Solution C(i) : Given f: X \rightarrow Y such that if x_{0} \neq x_{1}, then f(x_{0}) \neq f(x_{1}). Now, we want a mapping g: Y \rightarrow X such that gf=i_{X}. Let us construct a g such that g(y_{0})=x_{0} and g(y_{1}) = x_{1}. Then, (gf)(x_{0}) = g(f(x_{0}))=g(y_{0})=x_{0}. Similarly, gf(x_{1})=x_{1}. Here, we have assumed that f(x_{0})=y_{0} and f(x_{1})=y_{1}. So, knowing f to be one-to-one, we can explicitly construct a mapping g such that g: Y \rightarrow X and gf=i_{X}. QED. On the other hand, let it be given that X and Y are two non-empty sets, that f: X \rightarrow Y and g: Y \rightarrow X such that gf=i_{X}. That is, if some x^{'} \in X, then we have (gf)(x^{'}) = i_{X}(x^{'})=x^{'}. That is, g(f(x^{'})) = x^{'}. This forces, if f(x^{'}) = y^{'}, then g(y^{'})=x^{'}. Now, if there be an element x^{''} \neq x^{'}, it will force f(x^{''})=y^{''} \neq x^{'}. Hence, different inputs give rise to different outputs and so f is one-to-one.
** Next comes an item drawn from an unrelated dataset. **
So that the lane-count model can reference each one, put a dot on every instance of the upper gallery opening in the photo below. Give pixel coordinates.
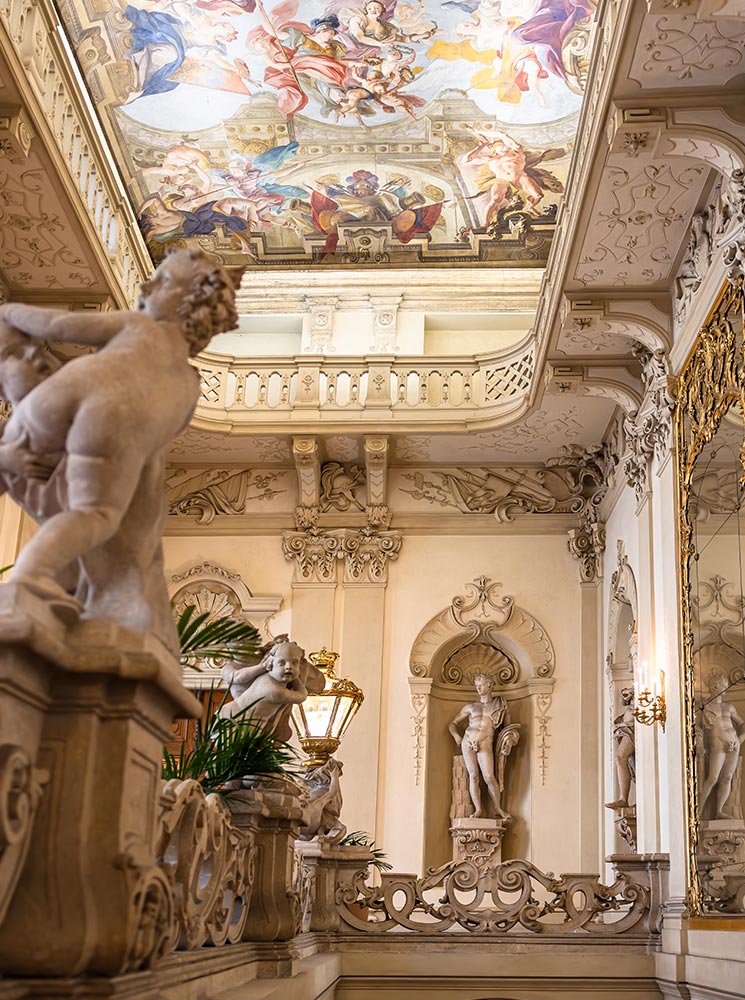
(340, 133)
QED.

Solution C(ii) : Given f: X \rightarrow Y and f is onto, that is, f(X) = Y. We want to show a function h: Y \rightarrow X such that fh=i_{X}. Since f(X)=Y, with X as domain, Y as codomain equal to range, f is one-to-one, onto. So h=f^{-1}. QED.

Question D:

Let X be a non-empty set and f a mapping of X into itself. Show f is one-to-one onto if and only there exists a mapping g of X into itself such that gf=fg=i_{X}. If there exists a mapping g with the property, then there is one and only one such mapping. Why?

Solution D: From previous question, C we are done.

Question E:

Let X be a non-empty set, and let f and g be one-to-one mappings of X onto itself. Show that fg is also a one-to-one mapping of X onto itself and that (fg)^{-1}=g^{-1}f^{-1}.

HW. Hint: consider the action of the functions on each element.

Question F:

Let X and Y be non-empty sets and f a mapping of X into Y. If A and B are, respectively, subsets of X and Y, prove the following:

(a) ff^{-1}(B) \subseteq B, and ff^{-1}(B)=B is true for all B if and only if f is onto.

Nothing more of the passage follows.